Jordan works in Melbourne’s Assessment Prison - a maximum security facility providing the primary assessment and orientation services for male prisoners.
“We try to support them and assist them however we can,” she said.
Jordan moved to Australia in January 2018, and returned last week ahead of the festival which runs from August 23 – 27th in Tralee.
“I had always been a fan of the festival and then I went to a Rose of Tralee ball in Melbourne and it was just so spectacular.”
She was joined at Tipperary Crystal’s launch of the pre-festival tour in Dublin yesterday.
Another young lady heading to Tralee is part-time farmer Orla McDaid (24).
Orla is the 2019 Galway Rose and part time farmer. She inherited her uncle Brendan Hosty’s farm located in Co Roscommon several years ago after he passed away from cancer.
Orla spent a significant portion of her childhood on the beef cattle farm and would often help her uncle during the calving season.
“I’d spend all my summers there,” she said.
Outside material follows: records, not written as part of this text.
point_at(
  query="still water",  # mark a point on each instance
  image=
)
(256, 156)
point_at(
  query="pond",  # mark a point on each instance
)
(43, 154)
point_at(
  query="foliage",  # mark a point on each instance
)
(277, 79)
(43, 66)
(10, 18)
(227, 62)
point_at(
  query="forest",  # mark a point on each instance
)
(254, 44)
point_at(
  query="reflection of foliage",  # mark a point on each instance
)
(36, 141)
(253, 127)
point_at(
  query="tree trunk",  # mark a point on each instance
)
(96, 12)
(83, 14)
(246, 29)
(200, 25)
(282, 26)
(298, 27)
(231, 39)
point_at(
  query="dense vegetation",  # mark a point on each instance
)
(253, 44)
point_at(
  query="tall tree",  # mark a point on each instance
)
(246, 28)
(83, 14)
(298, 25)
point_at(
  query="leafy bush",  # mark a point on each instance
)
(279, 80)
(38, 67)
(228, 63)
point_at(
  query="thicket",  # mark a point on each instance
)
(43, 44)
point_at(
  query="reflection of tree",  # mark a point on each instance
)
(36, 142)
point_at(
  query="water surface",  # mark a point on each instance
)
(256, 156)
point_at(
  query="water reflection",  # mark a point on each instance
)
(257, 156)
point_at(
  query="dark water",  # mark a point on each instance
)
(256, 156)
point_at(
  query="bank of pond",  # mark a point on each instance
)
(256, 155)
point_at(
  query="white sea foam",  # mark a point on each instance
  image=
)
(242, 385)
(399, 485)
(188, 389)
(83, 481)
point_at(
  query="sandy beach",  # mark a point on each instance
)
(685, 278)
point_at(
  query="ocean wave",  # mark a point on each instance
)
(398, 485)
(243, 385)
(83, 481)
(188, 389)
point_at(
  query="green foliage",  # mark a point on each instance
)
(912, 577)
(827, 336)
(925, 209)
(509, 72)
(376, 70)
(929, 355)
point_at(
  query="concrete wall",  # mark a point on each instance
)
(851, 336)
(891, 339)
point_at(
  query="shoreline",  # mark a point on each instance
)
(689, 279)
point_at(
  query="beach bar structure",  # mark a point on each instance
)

“I was very close to my uncle. When I was younger I used to go around giving dog food to the cows, and I remember my uncle knocking on the window in the night when a cow was calving.”
When her uncle who was a bachelor died from bowel cancer, he left the Co. Roscommon farm to her.
“I am very blessed but it has been a challenge finding my feet in the industry. I hope I can show other women it is entirely possible to wear both wellies and high heels.”
The Rose of Tralee will be crowned in the Festival Dome live on RTÉ One on Tuesday, August 27.